New Benchmarks Reveal LLM Struggles in Formal Mathematical Proofs

TLDR: A new research paper introduces a scalable method to create challenging formal theorem proving benchmarks for large language models (LLMs) using theoretical computer science (TCS). By generating problems from Busy Beaver and Mixed Boolean Arithmetic domains, the framework provides rigorously aligned formal (Lean4) and informal (Markdown) proof challenges. Evaluations reveal significant limitations in current LLMs, particularly their struggle with long-form proof generation and over-reliance on automated tactics, despite good performance on individual reasoning steps.

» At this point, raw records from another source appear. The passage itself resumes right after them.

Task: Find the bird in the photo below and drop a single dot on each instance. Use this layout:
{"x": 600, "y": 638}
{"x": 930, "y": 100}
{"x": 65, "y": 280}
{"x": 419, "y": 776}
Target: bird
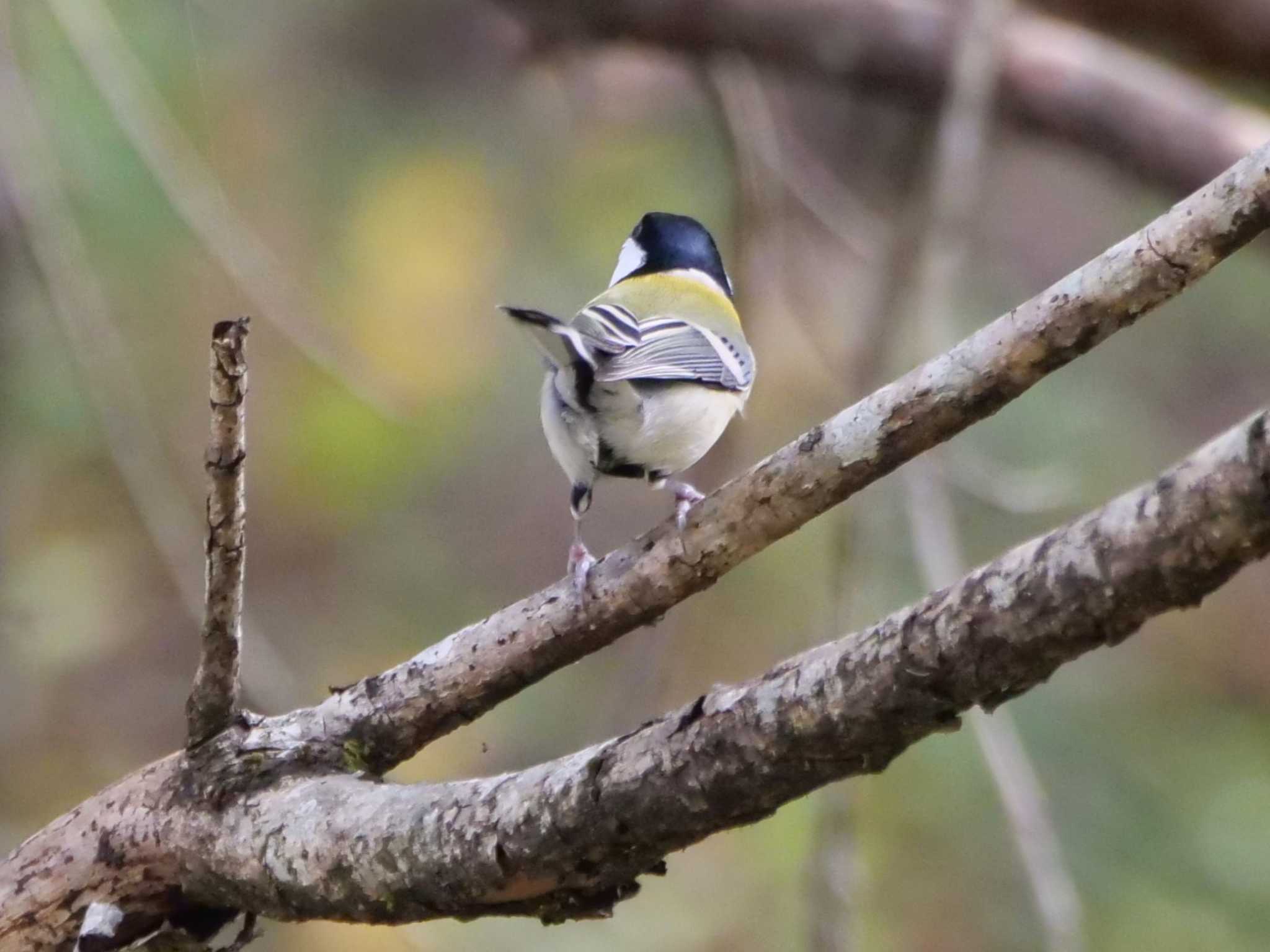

A recent research paper, titled Lean Meets Theoretical Computer Science: Scalable Synthesis of Theorem Proving Challenges in Formal-Informal Pairs, introduces a novel approach to evaluating the reasoning capabilities of large language models (LLMs) in formal theorem proving. Authored by Terry Jingchen Zhang, Wenyuan Jiang, Rongchuan Liu, Yisong Wang, Junran Yang, Ning Wang, Nicole Ni, Yinya Huang, and Mrinmaya Sachan, the paper addresses the critical need for more robust and scalable benchmarks in this rapidly evolving field.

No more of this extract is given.